Now, I have a more object oriented way of implementing my qualifying logic.

So in a trigger, you may see different ways you can use this.

if(Trigger.isBefore && Trigger.isInsert)
{
   Set<sObject> yourMamaRecordsNeedingJokes = 
             new Set<sObject>((new YourMamaFilters.YourMamaSoFatJokeNeededOnCreationFilter().FilterResults(Trigger.New, Trigger.OldMap)));
   YourMamaTriggerHandler.SendYourMamaJoke(yourMamaRecordsNeedingJokes); 
}

Where your handler delegates to some service:

public with sharing class YourMamaTriggerHandler
{
    public void SendYourMamaJoke(List<YourMama__c> yourMamaRecordsNeedingJokes)
    {
        (new YourMamaService()).SendYourMamaSoFatJokeRandom((List<YourMama__c>)new List<sObject>(yourMamaRecordsNeedingJokes));
    }
}

public with sharing class YourMamaService 
{
    public void SendYourMamaSoFatJokeRandom(List<YourMama__c> yourMamaRecordsNeedingJokes)
    {
        List<Messaging.SingleEmailMessage> youMamaJokeEmails = new List<Messaging.SingleEmailMessage>();
        Interger randomHelper = 0;
        
        for(YourMama__c singleYourMamaRecord : yourMamaRecordsNeedingJokes)
        {
            Messaging.SingleEmailMessage newYourMamaEmail = new Messaging.SingleEmailMessage();
            newYourMamaEmail.setSubject('Your mama\'s so fat...');
            if(Math.Mod(randomHelper, 0) == 0)
                newYourMamaEmail.setPlainTextBody('Your mama\'s so fat, her weight causes an arithmetic overflow on a Double value');
            /*
                ... Other variations here.
                Yes, this isn't scalable by the way.
            */
            randomHelper++;
            newYourMamaEmail.setToAddresses(new List<String> { singleYourMamaRecord.Email__c });
            youMamaJokeEmails.add(newYourMamaEmail);
        }

        Messaging.sendEmail(youMamaJokeEmails); 
    }
}

Now this is just one way to do it. A very simple way. I have been doing this recently because the projects I have been working on are rather small scale.

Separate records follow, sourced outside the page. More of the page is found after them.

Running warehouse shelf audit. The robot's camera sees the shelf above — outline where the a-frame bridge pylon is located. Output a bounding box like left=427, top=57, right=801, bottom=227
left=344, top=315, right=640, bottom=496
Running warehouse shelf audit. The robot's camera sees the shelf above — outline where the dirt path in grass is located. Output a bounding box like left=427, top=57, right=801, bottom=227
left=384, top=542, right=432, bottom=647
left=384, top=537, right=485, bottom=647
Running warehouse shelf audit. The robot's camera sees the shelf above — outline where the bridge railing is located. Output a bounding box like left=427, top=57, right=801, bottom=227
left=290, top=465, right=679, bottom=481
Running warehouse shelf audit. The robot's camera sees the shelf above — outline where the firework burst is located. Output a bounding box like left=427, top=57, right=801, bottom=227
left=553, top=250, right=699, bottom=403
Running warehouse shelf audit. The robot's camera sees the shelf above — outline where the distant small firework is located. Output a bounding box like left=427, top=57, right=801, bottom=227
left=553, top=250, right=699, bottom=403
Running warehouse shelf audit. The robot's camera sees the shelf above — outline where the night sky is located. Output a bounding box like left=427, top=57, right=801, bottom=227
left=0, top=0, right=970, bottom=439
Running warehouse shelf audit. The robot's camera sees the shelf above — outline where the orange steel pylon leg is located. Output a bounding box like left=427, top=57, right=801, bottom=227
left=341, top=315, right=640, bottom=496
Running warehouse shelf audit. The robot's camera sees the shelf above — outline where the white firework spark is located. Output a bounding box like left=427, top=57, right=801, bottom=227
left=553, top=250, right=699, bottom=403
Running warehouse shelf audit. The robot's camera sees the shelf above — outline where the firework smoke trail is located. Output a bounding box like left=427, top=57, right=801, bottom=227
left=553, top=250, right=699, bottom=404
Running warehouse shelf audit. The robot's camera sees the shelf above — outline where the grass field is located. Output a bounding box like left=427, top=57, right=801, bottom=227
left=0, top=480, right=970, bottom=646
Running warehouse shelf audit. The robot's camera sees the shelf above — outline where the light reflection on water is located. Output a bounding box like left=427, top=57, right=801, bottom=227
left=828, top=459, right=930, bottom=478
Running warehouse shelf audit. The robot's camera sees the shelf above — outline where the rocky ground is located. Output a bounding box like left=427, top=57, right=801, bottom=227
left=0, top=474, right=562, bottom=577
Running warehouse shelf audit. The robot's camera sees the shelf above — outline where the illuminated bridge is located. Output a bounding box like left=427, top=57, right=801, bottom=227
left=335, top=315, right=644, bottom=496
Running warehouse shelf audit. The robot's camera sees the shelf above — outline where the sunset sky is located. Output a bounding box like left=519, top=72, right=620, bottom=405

There are other things I'd like to try this though:

• You could make a map that maps Filters to Service implementations and loop through the action as they occur
• You can create a utility so you can hold onto cached/static variable results
• You have the option of implementing static variable in the filter to stop recursion as opposed to handling it in the trigger handler (which I prefer)
• Embed filters within each other to further filter your results or make new combinations

Basically as soon as you decouple the filtering and execution logic, it makes implementing features so much easier. Explore what feels right to you and your team. Look at other frameworks like FinancialForce's or simple trigger frameworks like Trigger Pattern for Tidy, Streamlined, Bulkified Triggers. I can't forget the grandfather of all these, Dan Appleman's triiger design pattern in his Advanced Apex Programming book (Some may disagree, but it also helped with Adam Purkiss' version at Plursight which in my opinion is a little better).

That's the beauty of programming, you don't have stick with a single design, or any at all. Gain inspiration from other languages and software design patterns - experiment. That's what makes the job sort of fun, right ;) .